使用GaN技术启用5G：设置表格成功

最终，当我们达到新兴MMW标准时，GaN将在今天的技术方面具有明显的优势。GaN提供更高的功率密度，带来了多种优点：

• Size reduction
• 降低电流消耗
• 更高的系统效率

我们已经看到了GaN的好处4G基站arena, where GaN has begun displacing silicon LDMOS. For 5G, GaN's ability to work in the high-frequency range allows it to evolve from base stations to small cell applications and, ultimately, into mobile devices.

Going Beyond Infrastructure: Moving GaN into Mobile Handsets

第一个GAN应用程序是为high-power military使用如雷达或者counter-IED jammers，最终进入商业基站和有线电视repeaters. Typical operating voltages for these applications range between 28 and 48 volts.

然而，在手持设备中，平均电压范围为2.7至5伏。要在这些低电压电平进行GaN，我们将需要在不同类别的设备上工作。我们已经开始以替代材料查看GaN设备，以便在低电压下工作。

甘Developments for 5G at Qorvo

As shown in the figure below, Qorvo currently has a broad range of production-released GaN foundry processes used to enable products for 5G applications:

• Higher voltages, lower frequencies:As we move lower in frequency, we bring into play our 0.25 µm high voltage technology, or QGaN25HV. This QGaN25HV allows us to move to 48 volts with a 0.25 µm device, with high gain and power efficiency. QGaN25HV is well suited for 5G base stations as they move toward 6 GHz. At the lower 4G frequencies, between L- and S-band, our highest power density 0.5 µm technology works up to 10 watts per millimeter.
• 高频应用：Our current GaN process portfolio includes 0.15 µm, or 150 nanometer, technology for higher frequencies. Our 0.25 µm technology is well suited for applications ranging from X- through Ku-band. This 0.25 µm technology also offers highly efficient power amplifier functions.

But what about GaN processes for mobile 5G handsets? As we see the higher frequency standards emerge (Ka-band or mmW), low-voltage GaN processes will require further development.

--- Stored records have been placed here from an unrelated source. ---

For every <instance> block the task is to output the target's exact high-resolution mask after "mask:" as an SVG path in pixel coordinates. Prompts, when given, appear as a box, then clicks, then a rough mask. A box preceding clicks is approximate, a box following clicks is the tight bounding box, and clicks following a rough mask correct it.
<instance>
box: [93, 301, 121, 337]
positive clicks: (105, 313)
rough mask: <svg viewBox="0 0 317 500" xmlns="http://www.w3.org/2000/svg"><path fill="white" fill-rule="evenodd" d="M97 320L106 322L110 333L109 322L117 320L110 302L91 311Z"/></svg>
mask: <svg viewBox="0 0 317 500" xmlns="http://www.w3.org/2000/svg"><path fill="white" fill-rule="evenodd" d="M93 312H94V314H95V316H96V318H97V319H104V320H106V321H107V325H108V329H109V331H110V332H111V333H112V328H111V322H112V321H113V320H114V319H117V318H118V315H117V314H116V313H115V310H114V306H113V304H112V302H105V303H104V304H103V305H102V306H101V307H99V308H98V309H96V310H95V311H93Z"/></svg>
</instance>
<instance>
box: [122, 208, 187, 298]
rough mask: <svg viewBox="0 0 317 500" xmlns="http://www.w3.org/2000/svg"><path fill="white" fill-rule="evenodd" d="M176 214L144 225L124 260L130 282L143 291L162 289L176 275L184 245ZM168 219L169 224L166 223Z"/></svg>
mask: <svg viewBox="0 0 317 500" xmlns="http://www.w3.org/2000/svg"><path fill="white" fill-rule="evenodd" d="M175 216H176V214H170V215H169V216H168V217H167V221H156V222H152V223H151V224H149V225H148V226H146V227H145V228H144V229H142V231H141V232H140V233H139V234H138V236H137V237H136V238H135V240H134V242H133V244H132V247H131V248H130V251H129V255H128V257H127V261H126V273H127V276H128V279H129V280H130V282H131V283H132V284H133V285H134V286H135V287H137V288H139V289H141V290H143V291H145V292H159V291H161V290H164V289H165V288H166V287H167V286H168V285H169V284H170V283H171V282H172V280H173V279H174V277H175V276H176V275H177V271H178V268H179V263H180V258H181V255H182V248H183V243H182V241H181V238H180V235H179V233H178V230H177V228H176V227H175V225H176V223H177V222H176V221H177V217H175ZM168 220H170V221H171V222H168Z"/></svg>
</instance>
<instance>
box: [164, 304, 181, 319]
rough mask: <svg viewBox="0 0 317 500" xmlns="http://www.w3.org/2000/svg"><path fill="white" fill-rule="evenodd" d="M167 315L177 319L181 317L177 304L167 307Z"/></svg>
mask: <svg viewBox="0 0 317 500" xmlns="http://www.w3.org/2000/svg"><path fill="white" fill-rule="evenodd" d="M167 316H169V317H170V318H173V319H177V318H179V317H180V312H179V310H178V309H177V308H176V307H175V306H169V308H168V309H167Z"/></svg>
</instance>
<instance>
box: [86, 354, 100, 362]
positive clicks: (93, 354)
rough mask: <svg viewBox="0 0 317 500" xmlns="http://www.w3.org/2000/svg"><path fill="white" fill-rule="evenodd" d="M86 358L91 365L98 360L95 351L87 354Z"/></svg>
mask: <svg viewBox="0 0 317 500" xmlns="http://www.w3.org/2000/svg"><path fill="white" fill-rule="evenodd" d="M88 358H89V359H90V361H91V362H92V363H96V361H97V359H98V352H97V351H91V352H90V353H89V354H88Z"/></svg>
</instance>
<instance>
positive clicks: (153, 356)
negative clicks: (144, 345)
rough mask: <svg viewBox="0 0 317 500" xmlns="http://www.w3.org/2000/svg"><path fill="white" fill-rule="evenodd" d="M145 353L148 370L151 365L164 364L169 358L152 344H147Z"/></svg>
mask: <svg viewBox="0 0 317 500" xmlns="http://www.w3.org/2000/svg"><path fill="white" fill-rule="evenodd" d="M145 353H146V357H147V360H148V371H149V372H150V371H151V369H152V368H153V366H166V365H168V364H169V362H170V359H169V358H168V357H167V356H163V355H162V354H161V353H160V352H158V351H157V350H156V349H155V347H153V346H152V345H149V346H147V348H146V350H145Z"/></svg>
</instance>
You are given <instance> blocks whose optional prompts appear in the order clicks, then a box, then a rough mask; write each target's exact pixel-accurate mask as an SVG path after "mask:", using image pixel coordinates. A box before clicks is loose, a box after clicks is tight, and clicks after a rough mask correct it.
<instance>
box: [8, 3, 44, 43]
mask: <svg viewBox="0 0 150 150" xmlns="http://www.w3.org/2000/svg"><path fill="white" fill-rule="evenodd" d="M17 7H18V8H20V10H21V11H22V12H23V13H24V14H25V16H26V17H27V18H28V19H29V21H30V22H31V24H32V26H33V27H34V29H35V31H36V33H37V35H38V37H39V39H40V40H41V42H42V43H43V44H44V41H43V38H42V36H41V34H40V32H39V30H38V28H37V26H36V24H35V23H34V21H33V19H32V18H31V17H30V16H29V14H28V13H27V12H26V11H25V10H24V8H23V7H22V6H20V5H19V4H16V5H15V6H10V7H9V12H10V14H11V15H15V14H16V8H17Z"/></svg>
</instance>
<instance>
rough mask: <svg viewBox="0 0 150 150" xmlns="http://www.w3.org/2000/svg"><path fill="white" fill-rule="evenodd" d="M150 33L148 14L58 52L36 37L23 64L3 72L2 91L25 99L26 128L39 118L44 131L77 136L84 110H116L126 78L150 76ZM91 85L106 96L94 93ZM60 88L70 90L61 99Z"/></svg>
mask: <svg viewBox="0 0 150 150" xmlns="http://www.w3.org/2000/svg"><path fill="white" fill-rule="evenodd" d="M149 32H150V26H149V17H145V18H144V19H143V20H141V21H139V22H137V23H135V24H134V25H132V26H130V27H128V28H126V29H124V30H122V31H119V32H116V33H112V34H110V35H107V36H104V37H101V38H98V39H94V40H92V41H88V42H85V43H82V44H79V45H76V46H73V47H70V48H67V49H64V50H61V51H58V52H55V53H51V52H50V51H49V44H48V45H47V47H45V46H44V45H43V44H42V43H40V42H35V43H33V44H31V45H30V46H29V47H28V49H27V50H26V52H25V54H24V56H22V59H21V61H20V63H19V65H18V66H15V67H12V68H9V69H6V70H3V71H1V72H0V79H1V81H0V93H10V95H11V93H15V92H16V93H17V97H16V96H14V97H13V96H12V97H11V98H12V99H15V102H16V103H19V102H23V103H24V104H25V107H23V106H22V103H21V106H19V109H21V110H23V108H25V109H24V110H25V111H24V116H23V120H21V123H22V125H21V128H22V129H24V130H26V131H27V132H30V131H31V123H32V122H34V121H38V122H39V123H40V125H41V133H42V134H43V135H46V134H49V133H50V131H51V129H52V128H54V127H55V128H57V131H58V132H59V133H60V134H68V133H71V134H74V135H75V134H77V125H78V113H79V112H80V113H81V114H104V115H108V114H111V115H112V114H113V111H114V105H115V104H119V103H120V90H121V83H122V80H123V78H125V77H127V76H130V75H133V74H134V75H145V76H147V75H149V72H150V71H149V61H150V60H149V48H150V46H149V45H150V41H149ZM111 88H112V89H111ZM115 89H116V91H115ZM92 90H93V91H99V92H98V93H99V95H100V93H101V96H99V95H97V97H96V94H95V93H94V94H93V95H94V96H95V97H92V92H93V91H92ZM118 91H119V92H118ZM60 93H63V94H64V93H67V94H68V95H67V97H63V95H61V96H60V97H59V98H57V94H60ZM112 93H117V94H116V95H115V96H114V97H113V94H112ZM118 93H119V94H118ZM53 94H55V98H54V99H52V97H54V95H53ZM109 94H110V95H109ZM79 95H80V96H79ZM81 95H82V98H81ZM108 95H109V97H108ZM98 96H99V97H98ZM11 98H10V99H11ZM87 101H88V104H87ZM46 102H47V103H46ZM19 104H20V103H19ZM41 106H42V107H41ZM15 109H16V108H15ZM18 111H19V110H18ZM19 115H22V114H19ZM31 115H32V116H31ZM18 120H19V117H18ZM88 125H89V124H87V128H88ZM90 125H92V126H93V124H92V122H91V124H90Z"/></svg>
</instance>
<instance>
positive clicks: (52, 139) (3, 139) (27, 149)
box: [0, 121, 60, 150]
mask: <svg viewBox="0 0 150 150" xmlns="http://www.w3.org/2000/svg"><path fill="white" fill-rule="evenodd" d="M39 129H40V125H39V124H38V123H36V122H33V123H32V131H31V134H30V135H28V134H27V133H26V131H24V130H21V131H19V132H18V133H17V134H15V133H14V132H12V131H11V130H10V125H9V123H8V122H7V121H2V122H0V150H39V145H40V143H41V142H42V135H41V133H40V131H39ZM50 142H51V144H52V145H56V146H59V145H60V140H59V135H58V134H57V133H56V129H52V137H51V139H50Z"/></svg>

Addressing Packaging and Thermal Challenges of GaN and 5G

One last piece of the puzzle to enable GaN for 5G involves advanced packaging techniques and thermal management. GaN devices for highly reliable military applications have traditionally been available in ceramic or metallic packages; however, commercial 5G network infrastructure and mobile handsets will require smaller, lower-cost, plastic overmold packaging to compete with incumbent silicon LDMOS or GaAs devices in plastic packages. Similarly, mobile handsets will focus on low-cost modules that include GaN mixed with other technologies, analogous to today's products — but they'll also need highly compact, highly efficient mmW materials and devices.

The challenge for infrastructure will be developing packages that maintain RF performance while addressing thermal management. GaN's higher power densities — from 3 to 5 and as much as 10 times higher than GaAs — present a very tough thermal and mechanical problem to the subsystem package designer.

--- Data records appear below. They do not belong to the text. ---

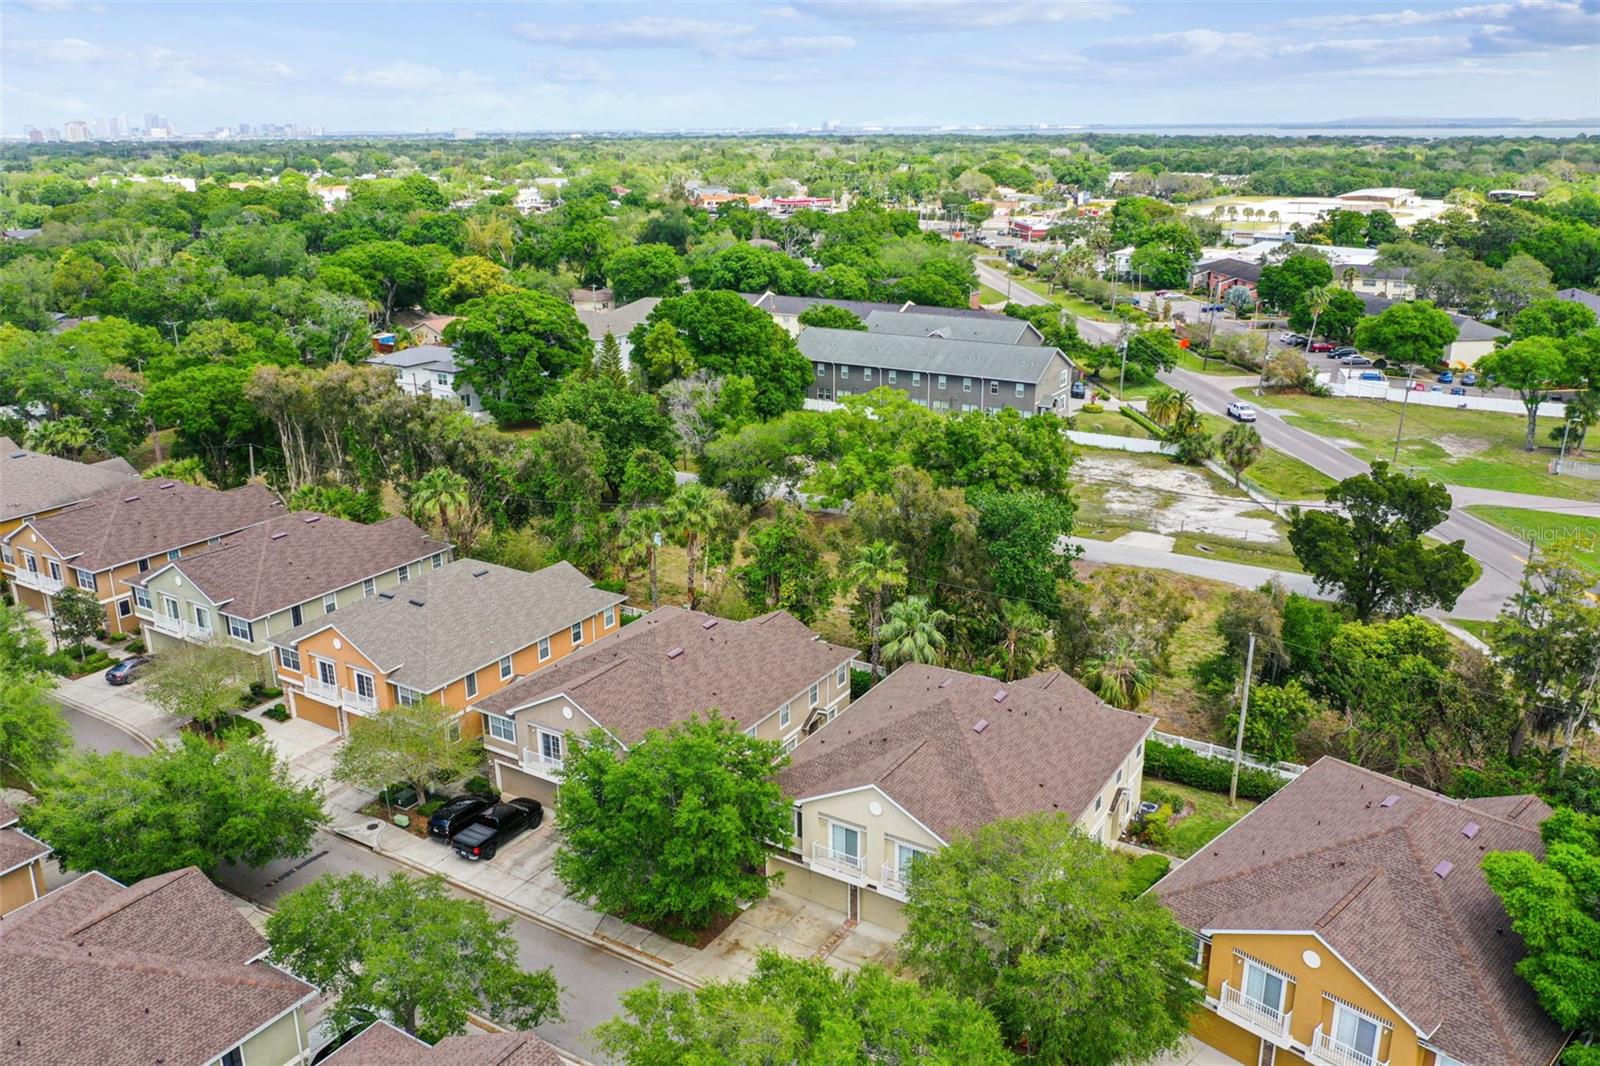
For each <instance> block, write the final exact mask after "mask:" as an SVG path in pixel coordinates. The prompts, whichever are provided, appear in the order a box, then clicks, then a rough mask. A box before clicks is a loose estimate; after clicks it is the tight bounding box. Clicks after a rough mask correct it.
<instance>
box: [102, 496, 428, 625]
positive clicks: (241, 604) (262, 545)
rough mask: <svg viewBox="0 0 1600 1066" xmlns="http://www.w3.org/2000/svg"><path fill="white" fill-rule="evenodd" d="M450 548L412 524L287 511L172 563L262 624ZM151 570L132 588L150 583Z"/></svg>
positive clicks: (220, 605)
mask: <svg viewBox="0 0 1600 1066" xmlns="http://www.w3.org/2000/svg"><path fill="white" fill-rule="evenodd" d="M448 547H450V544H446V543H443V541H435V539H432V538H429V536H427V535H426V533H422V530H419V528H418V527H416V523H413V522H411V520H410V519H402V517H394V519H386V520H382V522H374V523H373V525H362V523H360V522H346V520H344V519H334V517H330V515H323V514H315V512H310V514H307V512H301V511H296V512H293V514H283V515H278V517H277V519H272V520H270V522H262V523H261V525H253V527H250V528H248V530H245V531H243V533H238V535H237V536H230V538H229V539H227V541H224V543H222V546H221V547H211V549H208V551H203V552H200V554H197V555H187V557H184V559H181V560H178V562H174V563H170V567H171V568H176V570H178V571H181V573H182V575H184V578H187V579H189V581H190V583H194V586H195V587H197V589H200V591H202V592H205V594H206V597H208V599H210V600H211V602H213V603H216V605H218V608H221V610H222V611H224V613H227V615H232V616H234V618H243V619H246V621H248V619H256V618H262V616H266V615H270V613H272V611H280V610H285V608H288V607H290V605H293V603H306V602H309V600H315V599H318V597H322V595H323V594H325V592H334V591H338V589H342V587H347V586H352V584H355V583H358V581H362V579H363V578H371V576H374V575H379V573H384V571H387V570H394V568H397V567H400V565H402V563H410V562H416V560H419V559H427V557H429V555H432V554H434V552H442V551H446V549H448ZM163 570H166V567H163V568H162V570H150V573H146V575H142V576H141V578H139V579H138V581H130V583H128V584H141V586H142V584H149V581H150V579H152V578H154V576H155V575H157V573H162V571H163Z"/></svg>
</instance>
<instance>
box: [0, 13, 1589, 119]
mask: <svg viewBox="0 0 1600 1066" xmlns="http://www.w3.org/2000/svg"><path fill="white" fill-rule="evenodd" d="M0 19H3V24H0V37H3V66H0V130H3V131H5V133H19V131H21V130H22V126H24V125H38V126H46V125H54V126H59V125H61V123H62V122H67V120H70V118H85V120H90V122H93V120H94V118H99V117H106V115H117V114H126V115H128V117H130V118H133V122H134V123H138V122H139V118H141V115H142V114H144V112H149V110H154V112H160V114H165V115H170V117H171V118H173V122H174V123H176V126H178V128H179V130H186V131H195V130H206V128H211V126H216V125H234V123H240V122H250V123H259V122H290V123H299V125H320V126H326V128H330V130H421V128H430V130H443V128H450V126H472V128H480V130H494V128H512V130H539V128H557V130H566V128H648V130H674V128H683V126H696V128H704V126H741V125H757V126H784V125H789V123H797V125H800V126H813V125H818V123H822V122H829V120H834V122H840V123H843V125H861V123H883V125H926V123H934V125H936V123H997V125H998V123H1213V122H1304V120H1325V118H1344V117H1355V115H1434V117H1464V115H1520V117H1530V118H1533V117H1578V115H1594V114H1600V0H1510V2H1504V3H1472V2H1466V3H1462V2H1450V0H1446V2H1442V3H1419V2H1416V0H1394V2H1389V0H1371V2H1366V3H1315V2H1306V3H1222V2H1211V3H1141V2H1130V0H1122V2H1117V0H1082V2H1058V0H1034V2H1030V3H1013V2H1008V0H990V2H987V3H979V2H965V0H950V2H931V0H906V2H904V3H894V2H880V0H854V2H848V3H829V2H813V0H790V2H789V3H781V2H779V3H651V5H640V3H566V2H554V3H474V2H472V0H466V2H462V3H448V5H446V3H166V5H155V3H115V2H106V3H86V2H74V0H21V2H11V0H6V2H5V3H3V5H0Z"/></svg>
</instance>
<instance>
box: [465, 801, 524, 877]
mask: <svg viewBox="0 0 1600 1066" xmlns="http://www.w3.org/2000/svg"><path fill="white" fill-rule="evenodd" d="M542 821H544V805H542V804H539V800H530V799H514V800H512V802H509V804H494V807H490V808H488V810H486V812H483V813H482V815H478V816H477V818H474V820H472V824H469V826H467V828H466V829H462V831H461V832H458V834H456V836H454V837H451V839H450V847H453V848H454V850H456V855H459V856H461V858H464V860H470V861H474V863H477V861H478V860H491V858H494V853H496V852H499V850H501V847H502V845H504V844H509V842H510V840H512V837H515V836H517V834H518V832H522V831H523V829H538V828H539V823H542Z"/></svg>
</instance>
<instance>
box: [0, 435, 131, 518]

我们的工程师总是平衡三种要求：RF性能，热管理和低成本。Qorvo拥有塑料超模包，具有增强的GaN的热管理功能，包括内置于包装的基座中的热展示。

Our products in plastic packages also meet stringent environmental standards, such as JEDEC standards for temperature, humidity and bias compliance. This gives our customers assurance that our products will have long-term reliability for their 5G applications — whether high frequency, high power or low voltage.

期待未来

Although 5G is still several years away, Qorvo is already working to develop the process technology and packaging techniques to enable our customers' 5G applications. GaN is sure to play a key, exciting role in the 5G landscape.